Dalam adegan itu, Van Tracht dan pengikutnya telah mengepung mereka. Namun, Jamar dan Suwo malah dengan gampangnya kabur dari rumah yang dikepung, meninggalkan Arana dan Seruni yang mati terbakar di dalam rumah. Dalam hal ini, eksekusi naskah terasa masih sangat lemah. Padahal, seperti yang dikatakan Jamar dalam dialog bahasa Indonesia yang sangat kaku: Kita telah dikepung.
Baca Juga : Merenungi Rutinitas Kerja dan Tujuan Hidup Lewat Happiness
Nah, perkara bahasa itu pun dapat jadi celah kritik dalam penggarapan Buffalo Boys. Bahasa Indonesia yang tertutur dari mulut para pemain terasa seperti terjemahan karena terkesan sangat kaku. Memang, Jamar dan Suwo adalah orang yang lama tinggal di California. Barangkali itu alasannya. Tapi, nyatanya, hampir semua karakter dalam film ini menuturkan bahasa Indonesia yang kaku, termasuk para penduduk pribumi Jawa itu sendiri.
Atau, mengingat masyarakat ketika itu hidup di bawah penjajahan hingga mereka asing dengan bahasa sendiri? Bisa saja. Tapi, nyatanya para penjajah Belanda dalam Buffalo Boys bertutur dengan bahasa Inggris, bukan bahasa Belanda. Jadi, entah apa alasan dialog Buffalo Boys dijahit dengan kalimat-kalimat dan penuturan yang kaku dan mirip terjemahan itu.

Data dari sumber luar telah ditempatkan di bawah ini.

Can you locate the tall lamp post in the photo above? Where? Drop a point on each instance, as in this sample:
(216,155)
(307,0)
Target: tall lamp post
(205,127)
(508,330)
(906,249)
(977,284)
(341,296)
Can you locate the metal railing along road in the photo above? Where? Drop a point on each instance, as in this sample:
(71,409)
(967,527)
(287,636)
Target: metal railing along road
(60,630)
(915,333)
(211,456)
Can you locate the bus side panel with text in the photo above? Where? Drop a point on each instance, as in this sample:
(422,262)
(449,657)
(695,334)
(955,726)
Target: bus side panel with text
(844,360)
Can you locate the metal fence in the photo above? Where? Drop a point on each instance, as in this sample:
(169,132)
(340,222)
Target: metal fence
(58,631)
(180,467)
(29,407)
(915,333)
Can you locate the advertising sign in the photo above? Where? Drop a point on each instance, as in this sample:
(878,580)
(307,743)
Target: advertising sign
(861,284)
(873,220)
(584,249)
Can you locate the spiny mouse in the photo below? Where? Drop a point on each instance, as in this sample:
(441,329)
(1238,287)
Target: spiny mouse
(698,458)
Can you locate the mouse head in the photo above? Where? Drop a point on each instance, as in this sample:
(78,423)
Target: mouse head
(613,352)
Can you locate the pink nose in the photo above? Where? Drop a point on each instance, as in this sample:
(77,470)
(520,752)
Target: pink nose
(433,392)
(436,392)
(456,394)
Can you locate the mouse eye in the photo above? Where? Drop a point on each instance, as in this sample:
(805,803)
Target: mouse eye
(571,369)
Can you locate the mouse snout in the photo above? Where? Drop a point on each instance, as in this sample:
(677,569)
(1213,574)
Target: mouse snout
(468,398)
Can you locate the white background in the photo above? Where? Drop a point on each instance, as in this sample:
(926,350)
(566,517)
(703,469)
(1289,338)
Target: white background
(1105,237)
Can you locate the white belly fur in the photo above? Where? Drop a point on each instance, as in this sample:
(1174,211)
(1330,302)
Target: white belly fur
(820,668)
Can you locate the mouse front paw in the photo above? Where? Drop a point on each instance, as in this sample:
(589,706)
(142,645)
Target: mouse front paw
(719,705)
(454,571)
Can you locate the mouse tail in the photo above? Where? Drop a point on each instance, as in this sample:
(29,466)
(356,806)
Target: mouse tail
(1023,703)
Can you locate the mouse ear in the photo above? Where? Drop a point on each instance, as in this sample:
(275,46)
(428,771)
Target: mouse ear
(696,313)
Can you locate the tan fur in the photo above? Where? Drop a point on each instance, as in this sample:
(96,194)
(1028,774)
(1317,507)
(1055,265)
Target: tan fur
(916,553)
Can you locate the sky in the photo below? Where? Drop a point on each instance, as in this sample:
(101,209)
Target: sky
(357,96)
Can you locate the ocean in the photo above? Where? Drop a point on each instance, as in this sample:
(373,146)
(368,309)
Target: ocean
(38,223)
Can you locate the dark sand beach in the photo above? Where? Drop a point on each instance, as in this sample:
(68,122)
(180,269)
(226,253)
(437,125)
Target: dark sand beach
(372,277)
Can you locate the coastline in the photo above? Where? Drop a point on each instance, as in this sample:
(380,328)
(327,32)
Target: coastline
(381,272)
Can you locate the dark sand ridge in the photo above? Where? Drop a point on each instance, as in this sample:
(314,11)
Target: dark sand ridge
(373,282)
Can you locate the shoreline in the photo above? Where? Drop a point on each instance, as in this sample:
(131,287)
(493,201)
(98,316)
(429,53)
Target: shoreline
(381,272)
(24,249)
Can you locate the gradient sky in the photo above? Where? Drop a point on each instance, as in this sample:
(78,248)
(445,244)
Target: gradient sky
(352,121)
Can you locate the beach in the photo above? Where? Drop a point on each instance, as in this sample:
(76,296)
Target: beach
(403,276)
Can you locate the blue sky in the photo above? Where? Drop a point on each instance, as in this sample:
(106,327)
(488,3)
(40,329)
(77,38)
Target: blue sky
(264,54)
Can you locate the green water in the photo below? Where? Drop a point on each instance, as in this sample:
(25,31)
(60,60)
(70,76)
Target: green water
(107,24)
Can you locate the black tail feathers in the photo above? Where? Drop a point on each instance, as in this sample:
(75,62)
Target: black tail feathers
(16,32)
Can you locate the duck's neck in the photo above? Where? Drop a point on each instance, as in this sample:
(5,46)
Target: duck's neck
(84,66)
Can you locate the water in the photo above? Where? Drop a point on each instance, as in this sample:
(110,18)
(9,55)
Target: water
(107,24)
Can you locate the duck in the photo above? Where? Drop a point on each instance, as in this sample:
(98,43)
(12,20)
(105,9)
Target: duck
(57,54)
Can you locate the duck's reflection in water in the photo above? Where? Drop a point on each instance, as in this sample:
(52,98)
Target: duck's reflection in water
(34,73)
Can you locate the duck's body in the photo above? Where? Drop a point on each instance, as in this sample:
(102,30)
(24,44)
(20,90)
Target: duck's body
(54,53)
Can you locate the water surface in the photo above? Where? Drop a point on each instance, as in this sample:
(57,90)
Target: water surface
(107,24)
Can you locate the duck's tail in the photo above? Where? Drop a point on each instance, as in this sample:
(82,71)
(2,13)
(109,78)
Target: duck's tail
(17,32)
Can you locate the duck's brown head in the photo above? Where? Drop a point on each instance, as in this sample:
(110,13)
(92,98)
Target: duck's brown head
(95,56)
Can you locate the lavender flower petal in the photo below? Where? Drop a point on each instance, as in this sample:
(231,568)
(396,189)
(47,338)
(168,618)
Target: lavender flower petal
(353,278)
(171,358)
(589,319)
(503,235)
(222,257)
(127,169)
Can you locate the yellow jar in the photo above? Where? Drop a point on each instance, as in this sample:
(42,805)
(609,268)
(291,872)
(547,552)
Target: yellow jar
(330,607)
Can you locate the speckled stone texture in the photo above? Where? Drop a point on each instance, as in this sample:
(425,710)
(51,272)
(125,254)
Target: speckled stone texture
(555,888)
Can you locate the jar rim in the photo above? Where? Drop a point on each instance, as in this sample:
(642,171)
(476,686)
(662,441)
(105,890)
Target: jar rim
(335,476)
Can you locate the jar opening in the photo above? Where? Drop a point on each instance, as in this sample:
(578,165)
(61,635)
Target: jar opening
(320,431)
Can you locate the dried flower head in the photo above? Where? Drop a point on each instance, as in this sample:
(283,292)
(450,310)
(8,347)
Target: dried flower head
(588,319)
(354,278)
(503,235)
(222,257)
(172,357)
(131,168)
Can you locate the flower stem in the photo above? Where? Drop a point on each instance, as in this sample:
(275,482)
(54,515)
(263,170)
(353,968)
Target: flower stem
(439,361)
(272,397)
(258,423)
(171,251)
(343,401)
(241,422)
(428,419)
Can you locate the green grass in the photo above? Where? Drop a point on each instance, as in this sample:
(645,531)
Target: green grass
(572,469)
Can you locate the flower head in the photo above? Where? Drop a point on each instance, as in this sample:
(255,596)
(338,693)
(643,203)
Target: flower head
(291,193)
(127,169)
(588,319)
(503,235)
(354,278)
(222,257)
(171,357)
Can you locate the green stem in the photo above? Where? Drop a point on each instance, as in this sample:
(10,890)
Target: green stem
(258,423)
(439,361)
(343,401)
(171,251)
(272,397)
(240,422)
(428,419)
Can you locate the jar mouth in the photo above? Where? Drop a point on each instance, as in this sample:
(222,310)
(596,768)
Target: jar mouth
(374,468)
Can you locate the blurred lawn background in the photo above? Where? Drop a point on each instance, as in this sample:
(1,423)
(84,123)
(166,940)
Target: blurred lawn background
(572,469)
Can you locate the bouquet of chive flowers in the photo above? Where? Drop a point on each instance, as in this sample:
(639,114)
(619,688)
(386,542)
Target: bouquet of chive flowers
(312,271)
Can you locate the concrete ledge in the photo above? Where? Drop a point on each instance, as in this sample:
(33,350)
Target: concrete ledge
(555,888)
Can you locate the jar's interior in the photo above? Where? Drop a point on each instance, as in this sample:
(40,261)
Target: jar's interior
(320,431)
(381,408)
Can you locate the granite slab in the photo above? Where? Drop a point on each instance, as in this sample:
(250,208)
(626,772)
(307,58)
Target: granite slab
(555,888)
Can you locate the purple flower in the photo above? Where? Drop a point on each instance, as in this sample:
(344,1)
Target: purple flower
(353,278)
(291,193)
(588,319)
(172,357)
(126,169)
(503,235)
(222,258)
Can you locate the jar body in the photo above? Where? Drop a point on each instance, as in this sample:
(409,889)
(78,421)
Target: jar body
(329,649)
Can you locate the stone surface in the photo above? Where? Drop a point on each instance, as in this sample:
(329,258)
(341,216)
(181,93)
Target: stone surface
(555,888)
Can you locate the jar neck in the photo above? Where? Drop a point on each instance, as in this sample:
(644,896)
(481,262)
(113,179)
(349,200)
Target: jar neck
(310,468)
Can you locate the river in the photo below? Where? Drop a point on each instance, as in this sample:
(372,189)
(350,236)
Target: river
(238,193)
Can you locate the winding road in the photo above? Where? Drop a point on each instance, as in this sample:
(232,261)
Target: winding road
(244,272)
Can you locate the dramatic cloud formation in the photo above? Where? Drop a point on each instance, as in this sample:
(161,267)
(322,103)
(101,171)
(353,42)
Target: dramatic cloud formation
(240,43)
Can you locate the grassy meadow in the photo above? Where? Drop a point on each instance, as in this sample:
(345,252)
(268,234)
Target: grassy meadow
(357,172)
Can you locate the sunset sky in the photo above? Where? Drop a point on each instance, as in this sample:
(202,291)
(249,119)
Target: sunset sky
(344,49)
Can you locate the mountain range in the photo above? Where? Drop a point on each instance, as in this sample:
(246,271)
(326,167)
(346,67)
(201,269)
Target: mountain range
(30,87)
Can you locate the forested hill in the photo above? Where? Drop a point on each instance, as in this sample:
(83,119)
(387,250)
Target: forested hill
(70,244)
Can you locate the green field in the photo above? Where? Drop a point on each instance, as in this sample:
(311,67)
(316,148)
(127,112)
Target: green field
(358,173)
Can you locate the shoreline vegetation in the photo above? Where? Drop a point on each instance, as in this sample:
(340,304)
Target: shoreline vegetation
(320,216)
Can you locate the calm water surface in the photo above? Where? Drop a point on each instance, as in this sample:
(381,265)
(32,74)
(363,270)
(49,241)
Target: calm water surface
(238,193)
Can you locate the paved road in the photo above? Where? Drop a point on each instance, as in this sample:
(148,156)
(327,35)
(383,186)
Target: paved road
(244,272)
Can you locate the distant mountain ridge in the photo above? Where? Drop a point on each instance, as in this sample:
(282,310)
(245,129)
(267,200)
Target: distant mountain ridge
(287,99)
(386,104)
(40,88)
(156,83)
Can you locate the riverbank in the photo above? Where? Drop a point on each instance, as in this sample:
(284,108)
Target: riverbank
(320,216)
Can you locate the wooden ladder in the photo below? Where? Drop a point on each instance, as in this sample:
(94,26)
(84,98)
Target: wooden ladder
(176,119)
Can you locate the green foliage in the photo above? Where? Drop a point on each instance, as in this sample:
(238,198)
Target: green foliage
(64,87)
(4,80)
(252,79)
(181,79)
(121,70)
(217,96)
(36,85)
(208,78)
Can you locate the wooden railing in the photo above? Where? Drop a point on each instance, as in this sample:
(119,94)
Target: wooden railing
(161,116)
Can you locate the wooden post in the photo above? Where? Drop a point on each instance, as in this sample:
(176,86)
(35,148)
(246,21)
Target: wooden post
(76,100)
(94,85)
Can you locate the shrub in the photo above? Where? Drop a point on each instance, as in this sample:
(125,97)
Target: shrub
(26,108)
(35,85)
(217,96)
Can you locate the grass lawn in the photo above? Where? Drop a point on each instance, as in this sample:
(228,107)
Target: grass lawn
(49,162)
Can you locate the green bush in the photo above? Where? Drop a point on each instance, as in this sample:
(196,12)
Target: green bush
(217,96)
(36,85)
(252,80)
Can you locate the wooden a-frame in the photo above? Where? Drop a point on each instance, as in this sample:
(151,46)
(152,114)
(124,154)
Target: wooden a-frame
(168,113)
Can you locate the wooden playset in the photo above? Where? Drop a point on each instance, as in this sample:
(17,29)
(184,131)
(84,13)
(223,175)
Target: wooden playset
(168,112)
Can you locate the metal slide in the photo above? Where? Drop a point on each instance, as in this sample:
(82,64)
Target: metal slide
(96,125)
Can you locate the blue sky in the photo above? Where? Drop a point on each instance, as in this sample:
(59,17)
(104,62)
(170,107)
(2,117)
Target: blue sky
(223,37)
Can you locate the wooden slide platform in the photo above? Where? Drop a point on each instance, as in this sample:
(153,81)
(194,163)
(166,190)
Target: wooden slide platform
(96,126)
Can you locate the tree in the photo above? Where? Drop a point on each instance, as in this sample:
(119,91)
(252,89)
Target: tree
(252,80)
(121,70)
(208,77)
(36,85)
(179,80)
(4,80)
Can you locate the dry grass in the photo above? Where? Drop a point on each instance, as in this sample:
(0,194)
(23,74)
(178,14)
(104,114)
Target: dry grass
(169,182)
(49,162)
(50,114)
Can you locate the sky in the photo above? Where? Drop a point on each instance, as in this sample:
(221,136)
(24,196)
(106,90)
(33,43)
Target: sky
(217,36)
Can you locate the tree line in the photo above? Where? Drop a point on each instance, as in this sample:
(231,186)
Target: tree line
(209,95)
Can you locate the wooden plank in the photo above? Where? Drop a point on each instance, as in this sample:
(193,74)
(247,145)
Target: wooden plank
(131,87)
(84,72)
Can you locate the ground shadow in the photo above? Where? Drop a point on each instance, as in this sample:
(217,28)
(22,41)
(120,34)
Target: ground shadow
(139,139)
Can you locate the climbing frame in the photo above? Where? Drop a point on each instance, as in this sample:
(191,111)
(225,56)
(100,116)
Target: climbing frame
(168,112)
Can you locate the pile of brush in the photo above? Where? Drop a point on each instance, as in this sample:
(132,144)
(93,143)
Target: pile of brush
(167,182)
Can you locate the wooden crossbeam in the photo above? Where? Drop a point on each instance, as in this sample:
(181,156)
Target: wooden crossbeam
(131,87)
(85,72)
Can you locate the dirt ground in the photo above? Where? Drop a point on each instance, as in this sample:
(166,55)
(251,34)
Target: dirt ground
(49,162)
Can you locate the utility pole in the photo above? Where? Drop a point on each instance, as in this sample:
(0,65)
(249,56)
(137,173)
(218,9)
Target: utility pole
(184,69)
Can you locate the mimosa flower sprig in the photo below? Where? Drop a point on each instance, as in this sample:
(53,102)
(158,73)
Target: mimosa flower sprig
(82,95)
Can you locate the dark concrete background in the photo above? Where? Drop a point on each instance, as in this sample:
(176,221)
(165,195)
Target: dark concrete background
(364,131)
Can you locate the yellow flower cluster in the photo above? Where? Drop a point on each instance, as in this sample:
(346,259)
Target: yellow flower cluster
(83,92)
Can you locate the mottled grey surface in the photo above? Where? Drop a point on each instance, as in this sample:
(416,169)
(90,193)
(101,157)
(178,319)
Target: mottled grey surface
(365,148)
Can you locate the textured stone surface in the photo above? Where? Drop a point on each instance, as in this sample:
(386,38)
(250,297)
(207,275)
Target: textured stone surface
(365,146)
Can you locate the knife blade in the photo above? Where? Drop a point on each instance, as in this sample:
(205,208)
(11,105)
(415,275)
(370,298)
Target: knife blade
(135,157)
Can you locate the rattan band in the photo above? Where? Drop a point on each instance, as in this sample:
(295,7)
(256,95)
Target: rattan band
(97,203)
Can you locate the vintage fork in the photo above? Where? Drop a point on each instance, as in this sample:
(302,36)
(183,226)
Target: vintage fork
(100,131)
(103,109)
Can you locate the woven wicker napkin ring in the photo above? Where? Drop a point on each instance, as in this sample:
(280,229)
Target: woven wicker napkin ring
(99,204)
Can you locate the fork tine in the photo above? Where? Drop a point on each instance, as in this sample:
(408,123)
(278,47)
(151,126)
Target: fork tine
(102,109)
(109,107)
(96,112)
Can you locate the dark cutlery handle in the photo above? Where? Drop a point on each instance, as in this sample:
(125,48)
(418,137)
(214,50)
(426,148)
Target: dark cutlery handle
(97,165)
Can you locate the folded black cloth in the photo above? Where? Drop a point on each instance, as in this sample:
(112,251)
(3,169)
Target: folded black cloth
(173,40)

Di luar semuanya, Buffalo Boys adalah sebuah tontonan yang sangat eksperimental dan menghibur. Di luar genre western yang diusung, terobosan yang ditampilkan di layar bioskop sungguh merupakan terobosan menjanjikan. Coba saja, alih-alih menjadikan kuda sebagai kendaraan, Buffalo Boys membuat dua koboinya menunggangi kerbau.